Coaching is an essential element to groom potential leaders. Even if potential leaders do new projects and actively pursue professional growth, they still need a little bit of coaching every month from their direct supervisor. What is coaching? According to Clinton and Stanley, “The Coach’s central thrust is to provide motivation and impart skills and application to meet a task or challenge.”[ref]Paul Stanley and J. Robert Clinton, Connecting: The Mentoring Relationships You Need to Succeed in Life (Colorado Springs, CO: NavPress, 1992), 73.[/ref] Let’s look at how to do that.
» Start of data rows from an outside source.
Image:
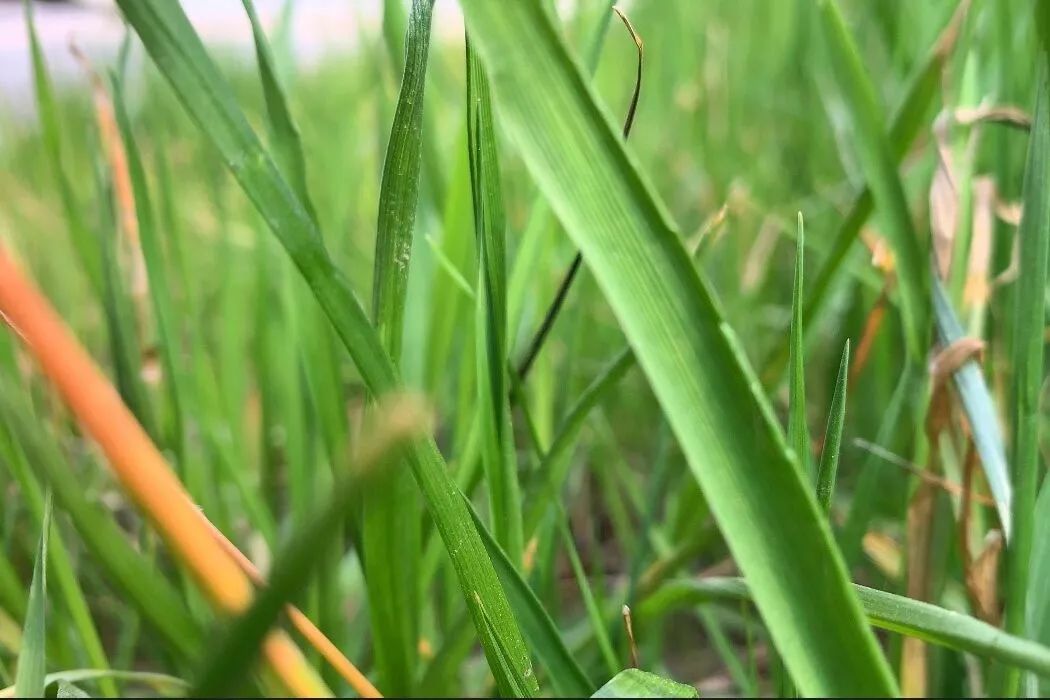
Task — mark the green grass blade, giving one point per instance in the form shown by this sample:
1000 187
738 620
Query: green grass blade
635 683
553 469
33 658
887 611
160 290
833 436
229 662
593 611
880 171
80 235
400 186
160 682
905 125
980 409
285 132
1029 339
770 518
63 573
177 51
565 674
501 469
392 547
107 544
798 433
Photo Credit: Robert Sullivan
THIRTY MINUTES A MONTH
You can train your potential leaders with just thirty minutes of coaching per month. Thirty minutes might sound like a lot, but if the typical nonprofit leader or pastor works fifty hours a week and provides thirty minutes of coaching a month to a potential leader, that is only one quarter of one percent (.0025%) of the leader’s time every month. Any leader can carve out one-quarter of one percent of her time every month to coach a potential leader.
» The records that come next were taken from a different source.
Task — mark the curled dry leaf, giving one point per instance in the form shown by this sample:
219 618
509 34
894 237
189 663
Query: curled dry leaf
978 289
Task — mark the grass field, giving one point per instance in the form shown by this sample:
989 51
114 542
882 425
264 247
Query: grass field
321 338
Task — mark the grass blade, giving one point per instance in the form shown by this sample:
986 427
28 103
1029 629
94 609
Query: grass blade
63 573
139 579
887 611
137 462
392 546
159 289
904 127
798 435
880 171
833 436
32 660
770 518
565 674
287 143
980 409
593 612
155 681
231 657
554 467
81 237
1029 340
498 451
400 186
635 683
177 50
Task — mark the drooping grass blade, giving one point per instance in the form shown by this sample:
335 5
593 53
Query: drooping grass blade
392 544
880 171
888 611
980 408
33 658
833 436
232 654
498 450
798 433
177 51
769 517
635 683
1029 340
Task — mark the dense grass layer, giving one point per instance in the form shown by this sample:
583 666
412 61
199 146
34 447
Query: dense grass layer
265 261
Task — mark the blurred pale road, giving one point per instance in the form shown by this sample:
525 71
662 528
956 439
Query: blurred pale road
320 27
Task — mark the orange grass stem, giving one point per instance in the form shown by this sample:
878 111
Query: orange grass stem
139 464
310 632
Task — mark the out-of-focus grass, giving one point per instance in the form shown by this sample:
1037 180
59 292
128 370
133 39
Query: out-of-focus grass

FOUR BASIC COACHING STRATEGIES
When conducting coaching sessions with potential leaders four basic elements should be present.
1. Be a Good Listener
Leaders must be good listeners. They must listen to what potential leaders are going through and, if necessary, ask questions of the potential leaders. How have things been going? Do you feel you have succeeded? What are you struggling with?
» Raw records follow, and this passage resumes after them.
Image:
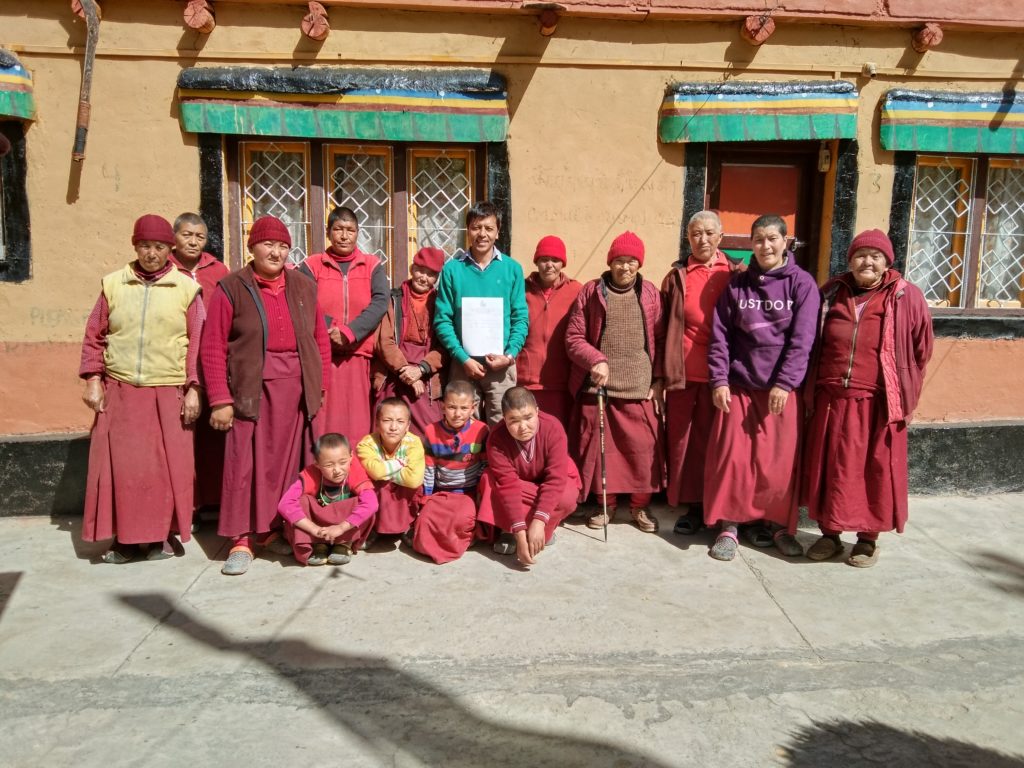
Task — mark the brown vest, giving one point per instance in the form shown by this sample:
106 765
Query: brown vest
247 339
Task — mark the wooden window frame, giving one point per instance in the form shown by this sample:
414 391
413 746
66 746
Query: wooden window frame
975 226
317 173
2. Provide Resources and Ideas
Leaders must provide resources and ideas to potential leaders. If potential leaders are struggling in an area and appear to be stuck, leaders should step in to provide resources or ideas that will help potential leaders solve the problem.
3. Give Encouragement
Leaders must offer encouragement to potential leaders. People experimenting and trying new things will have limited success. Therefore, offer encouragement to potential leaders because they must know that their leaders still believe in them.
4. Restate the Vision
Leaders must restate the vision for the organization or program that potential leaders are working in. Potential leaders can become consumed with the details and forget about the larger picture. Every coaching meeting should end with the leader restating the vision of the nonprofit organization or church. This reminds potential leaders that what they are working towards is bigger and more important than themselves.
CONCLUSION
Any leader who carves out thirty minutes a month for leadership coaching and who follows the four basic coaching strategies can have confidence that leadership development will occur.